September 3, 2015

In the United States, there is a sizable minority of parents who have concerns that lead them to refuse or delay certain vaccines for their children. The most common concerns include fears about long-term adverse effects, believing the vaccine is not truly needed and uncertainty about effectiveness.

Assessing parents’ vaccination beliefs is critical to surveillance and intervention efforts, but the field currently lacks a holistic measure that characterizes vaccination beliefs regarding adolescents.

To develop such a tool, a team of researchers sought to validate the Vaccination Confidence Scale, an eight-item, three-factor measure of vaccination beliefs that prior research has shown to be highly reliable across diverse populations.

Dr. Noel Brewer

Dr. Noel Brewer

Noel T. Brewer, PhD, associate professor of health behavior at the UNC Chapel-Hill Gillings School of Global Public Health and member of the Lineberger Comprehensive Cancer Center, is the study’s senior author.

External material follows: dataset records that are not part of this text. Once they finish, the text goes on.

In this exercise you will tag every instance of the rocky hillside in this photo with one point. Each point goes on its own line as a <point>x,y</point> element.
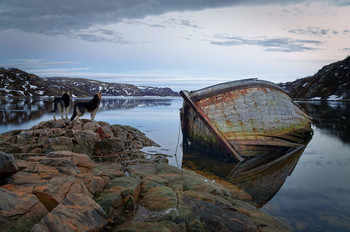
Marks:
<point>17,83</point>
<point>332,82</point>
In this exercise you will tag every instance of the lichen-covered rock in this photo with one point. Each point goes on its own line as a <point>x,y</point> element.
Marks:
<point>8,165</point>
<point>76,213</point>
<point>133,191</point>
<point>121,194</point>
<point>19,212</point>
<point>164,226</point>
<point>54,191</point>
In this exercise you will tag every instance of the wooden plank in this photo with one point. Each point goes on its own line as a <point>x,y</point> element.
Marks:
<point>227,146</point>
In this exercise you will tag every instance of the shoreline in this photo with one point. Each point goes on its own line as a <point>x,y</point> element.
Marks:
<point>113,179</point>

Lead author Melissa B. Gilkey, PhD, is a former postdoctoral research associate at the Lineberger Cancer Center; she is now assistant professor of population medicine at Harvard Medical School.

Using a nationally representative sample of parents of adolescents, the study analyzed associations between Vaccination Confidence Scale scores and vaccine refusal, vaccine delay and vaccination status.

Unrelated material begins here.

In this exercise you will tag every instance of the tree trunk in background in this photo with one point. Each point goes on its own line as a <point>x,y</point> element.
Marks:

Using the full eight-item scale, vaccination confidence was negatively associated with measures of vaccine refusal and positively associated with measures of vaccination status. For example, refusal of any vaccine was more common among parents whose scale scores were medium or low versus high. A four-item, short form of the scale yielded similar results.

This study concludes that the Vaccination Confidence Scale shows promise as a tool for identifying parents at risk for refusing adolescent vaccines. By validating this brief measure of vaccination beliefs, the researchers aim to provide a practical tool for understanding and intervening on forgone vaccination among parents of adolescents.

The full article on these findings, titled “Validation of the Vaccination Confidence Scale: A Brief Measure to Identify Parents at Risk for Refusing Adolescent Vaccines,” was published online August 20 by Academic Pediatrics.